Henry lives! Big new taxes coming ... some day
The Henry Review of Taxation is alive and kicking, the flame kept burning in places as diverse as the federal Treasury, the Moody's ratings agency and anywhere that the nation's future is seriously considered.
And the great irony is that inevitable “big new taxes” will need to be introduced by the coalition parties. Wonder how that will play at the Billy Tea Party end of the spectrum ...
There's also irony in that this week's effective ditching of the business lobby's immediate corporate tax cut hopes is an another step towards achieving them. The demonstrated inability to massage a revenue-neutral tax cut underlines the need for greater changes.
The latest instalment of the Henry revival came in yesterday's speech by Treasury secretary Martin Parkinson. There was nothing particularly new in it, but retelling the story of our fiscal reality is a necessary part of inching unwilling politicians towards taking up the responsibilities of their office. (That the job has to be primarily left to a public servant rather than our elected representatives says plenty about the current crop.)
While it came from a rather different angle, Wednesday's warning by Moody's about state government credit ratings is part of the same offensive. Moody's concentrated on the spending side of the states' ledger, but the revenue corollary was obvious.
The states are at various stages of fiddling with costs, but all remain largely in denial about the tax reforms they must eventually face. As the most vociferous of the current cost-cutters, Queensland's Campbell Newman is setting himself up for a credibility check in next month's budget unless he addresses the revenue problem as well. From north of the Tweed come whispers of “watch this space”. We'll see.
When the Henry review was first released, both sides of politics at best paid lip service to the very fine work and proceeded to run away from anything that looked politically challenging.
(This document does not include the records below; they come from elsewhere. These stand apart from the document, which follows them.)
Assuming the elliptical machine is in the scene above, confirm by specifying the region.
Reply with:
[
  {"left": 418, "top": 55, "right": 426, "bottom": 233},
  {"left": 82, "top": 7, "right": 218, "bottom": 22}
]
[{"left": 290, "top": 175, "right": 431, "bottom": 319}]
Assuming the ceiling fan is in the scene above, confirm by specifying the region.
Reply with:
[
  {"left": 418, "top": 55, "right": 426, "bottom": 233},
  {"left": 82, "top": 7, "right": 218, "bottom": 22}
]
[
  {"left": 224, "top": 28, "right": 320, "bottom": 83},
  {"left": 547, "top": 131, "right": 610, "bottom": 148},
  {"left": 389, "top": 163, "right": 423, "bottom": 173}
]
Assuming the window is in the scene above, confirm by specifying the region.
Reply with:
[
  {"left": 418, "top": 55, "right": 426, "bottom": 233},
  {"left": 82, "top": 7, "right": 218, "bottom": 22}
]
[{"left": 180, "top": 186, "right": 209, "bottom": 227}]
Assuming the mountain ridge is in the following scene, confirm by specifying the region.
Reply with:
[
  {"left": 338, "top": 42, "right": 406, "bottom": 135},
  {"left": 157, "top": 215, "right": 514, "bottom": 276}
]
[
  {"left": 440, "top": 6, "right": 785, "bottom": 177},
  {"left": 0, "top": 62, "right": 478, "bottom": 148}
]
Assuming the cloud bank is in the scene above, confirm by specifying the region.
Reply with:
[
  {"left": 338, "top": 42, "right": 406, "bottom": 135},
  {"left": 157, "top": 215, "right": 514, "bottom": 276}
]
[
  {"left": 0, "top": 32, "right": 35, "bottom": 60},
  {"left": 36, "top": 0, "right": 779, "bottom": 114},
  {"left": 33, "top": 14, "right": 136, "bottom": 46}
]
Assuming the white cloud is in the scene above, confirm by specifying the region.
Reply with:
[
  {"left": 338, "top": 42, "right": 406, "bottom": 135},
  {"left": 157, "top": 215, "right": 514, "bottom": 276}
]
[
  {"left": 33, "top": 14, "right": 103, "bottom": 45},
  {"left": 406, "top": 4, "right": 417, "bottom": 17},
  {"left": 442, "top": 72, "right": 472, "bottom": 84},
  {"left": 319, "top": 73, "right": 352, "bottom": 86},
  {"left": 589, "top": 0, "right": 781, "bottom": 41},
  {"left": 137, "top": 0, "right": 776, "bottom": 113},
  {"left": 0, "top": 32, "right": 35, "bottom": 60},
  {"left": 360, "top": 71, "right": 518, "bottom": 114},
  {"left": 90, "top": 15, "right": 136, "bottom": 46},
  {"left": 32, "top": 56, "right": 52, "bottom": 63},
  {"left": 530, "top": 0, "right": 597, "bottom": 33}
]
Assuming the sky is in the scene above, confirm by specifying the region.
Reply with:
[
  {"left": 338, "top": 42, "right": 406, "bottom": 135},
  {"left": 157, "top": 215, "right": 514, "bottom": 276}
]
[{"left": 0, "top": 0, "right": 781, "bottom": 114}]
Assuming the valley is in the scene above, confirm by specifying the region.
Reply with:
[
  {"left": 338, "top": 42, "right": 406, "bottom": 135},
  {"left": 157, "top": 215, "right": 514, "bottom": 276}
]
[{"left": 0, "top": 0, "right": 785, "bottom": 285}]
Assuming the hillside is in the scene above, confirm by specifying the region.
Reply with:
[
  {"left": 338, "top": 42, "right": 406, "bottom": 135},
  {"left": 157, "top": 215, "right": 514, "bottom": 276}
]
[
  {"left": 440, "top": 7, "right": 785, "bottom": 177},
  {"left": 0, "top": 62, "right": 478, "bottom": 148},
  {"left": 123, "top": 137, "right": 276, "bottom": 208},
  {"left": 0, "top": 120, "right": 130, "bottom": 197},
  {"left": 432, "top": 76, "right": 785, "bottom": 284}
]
Given that Wayne Swan managed to make very challenging something that shouldn't have been politically difficult – introducing a broad resources rent tax – it's little wonder the hard stuff was shirked.
However, whoever is in government over the next decade will find it much harder to run and impossible to hide from the shortcomings of our present tax mix. Demographics alone are bearing down fast, never mind issues of competitiveness and equity.
The next government can grandstand all it likes about Magic Pudding Hockeynomics, painlessly slicing billions from the budget and effortlessly burying legions of public servants, but the big ticket items remain pretty much locked in and growing.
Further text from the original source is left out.